Billie Holiday has always been a musical artist that has captured my interest. I have always admired the way that she was able to overcome racial barriers throughout her career as well as how her songs were often filled with emotion and told a story. When looking through the Phono Project’s website, I noticed that there hadn’t been any previous coverage on any of her songs, so I decided that she was an artist I would want to research and write about for this project.
I considered doing my project on her famous racism protest song “Strange Fruit”, however I know that most people are already familiar with the story behind this song. For this reason, I decided to look at some of her other songs in the catalogue and narrowed it down to “God Bless the Child” and “Gloomy Sunday.” I eventually settled on “God Bless the Child” due to the fact that it was her original song while “Gloomy Sunday” was a cover.
“God Bless the Child” is a song that has been covered a lot by many different artists, and something that I realized while listening to the song was that I’m not sure that I had ever actually heard the original Billie Holiday version. I have always enjoyed the soft and raspy tone that she sings with, and I do think that hearing a song from its original artist can offer a different experience than hearing it as a cover.

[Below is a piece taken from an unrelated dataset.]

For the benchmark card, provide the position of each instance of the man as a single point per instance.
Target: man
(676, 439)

I started looking into the history and story behind this song by going to its Wikipedia page. Here I found that it was co-written by Arthur Hezong Jr. I also found that the inspiration for the song came from a financial dispute between Holiday and her mother. According to an article from Financial Times documenting the song’s history, Holiday claimed in her autobiography — Lady Sings the Blues — that she had asked her mother for a loan and that her mother had refused despite the fact that she helped to pay for the opening of her restaurant. She wrote, “I was mad at her, she was mad at me . . . Then I said, ‘God bless the child that’s got his own’, and walked out” (Via Financial Times).
Something else that I found interesting from the Financial Times article was that there was also a dispute between Holiday and Hezong over who really wrote the song. The article stated that “both later claimed sole credit for it” and that Hezong argued that Holiday’s only contribution was the story behind it and the line of “God bless the child that’s got his own.”

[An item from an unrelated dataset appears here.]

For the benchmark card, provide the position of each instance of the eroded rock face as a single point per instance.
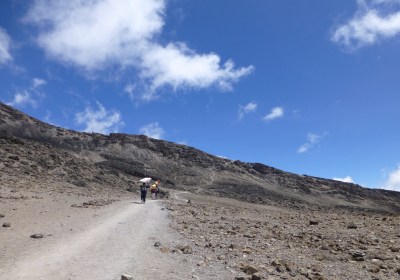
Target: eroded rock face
(35, 149)
(264, 242)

Despite the dispute between the writers, this is still one of Holiday’s most renowned songs, and has been covered by a plethora of artists including Stevie Wonder, Sonny Rollins, Barbara Streisand, and Aretha Franklin. The lyrics were also turned into a children’s book thats illustrations told the story of an African American family during the Great Migration.

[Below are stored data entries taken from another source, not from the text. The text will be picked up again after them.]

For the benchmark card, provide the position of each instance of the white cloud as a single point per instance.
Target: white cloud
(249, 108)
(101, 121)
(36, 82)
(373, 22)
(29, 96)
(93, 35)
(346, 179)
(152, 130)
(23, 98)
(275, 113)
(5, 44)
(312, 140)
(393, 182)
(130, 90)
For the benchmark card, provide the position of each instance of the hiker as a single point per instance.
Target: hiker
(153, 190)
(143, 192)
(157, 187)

There is a lot of material to work with in regards to the history and legacy of “God Bless the Child”, but for the script for my project, I think that it will be most important to cover the story behind the lyrics as well as its lasting impact both on Holiday’s legacy and music itself, with it having been covered by many legendary artists. I do think that I should briefly mention the controversy regarding both writers wanting to take full credit for the lyrics later on, but due to having to condense all of this information into a short time span, I don’t think I will spend too much time on it.
Regardless, I am looking forward to putting all of this information together into a script and having the opportunity to tell the story of such an iconic track.